For Rosenfeld, it’s important for people to trust the product they buy, especially when it comes to something like marijuana, which includes knowing how and where it was grown.
“It’s important to understand what people are buying. Legal cannabis is still new to people,” said Rosenfield.
over-regulation
Legal pot may look new, but the business that buys it is not.
Robin Goldstein is an economist and author of Can Legal Weed Win? In The Blunt Realities of Cannabis Economics, falling prices and Northampton store closures show that regulations and costs are holding back, not the viability of his marijuana business in Massachusetts. increase.
The cannabis industry appears to be looking to add more players.
Goldstein, who grew up in Northampton and is director of the Cannabis Economics Group in the Department of Agricultural and Resource Economics at the University of California, Davis, said legal marijuana should look like an Apple Store for all safety measures. The market is tight and we can’t reach everyone who needs it. So people still buy from the black market.

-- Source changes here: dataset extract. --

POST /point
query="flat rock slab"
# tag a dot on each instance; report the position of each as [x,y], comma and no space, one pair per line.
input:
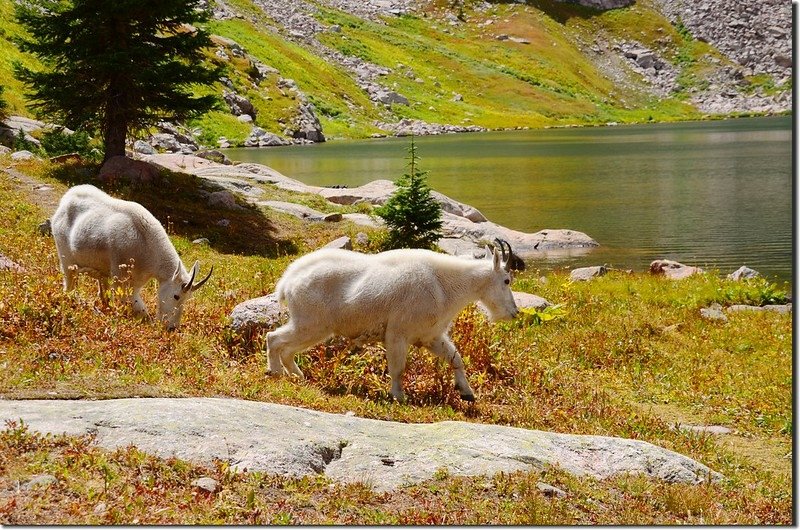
[292,441]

For example, The Source in Northampton was the first pharmacy in the state to close on December 16th. The other he opened within a block of six pharmacies, so the stores were competing for the same customers. As Goldstein sees, there aren’t many marijuana shops. There are too many hoops to jump through, and the community is pulling stores together.
Goldstein says Worcester has the same problem. Four of the city’s 13 clinics are located in the Canal District. Near Beaver Brook and Curtis Pond he has three stores in close proximity, but no stores in other parts of the city like Tatnuck.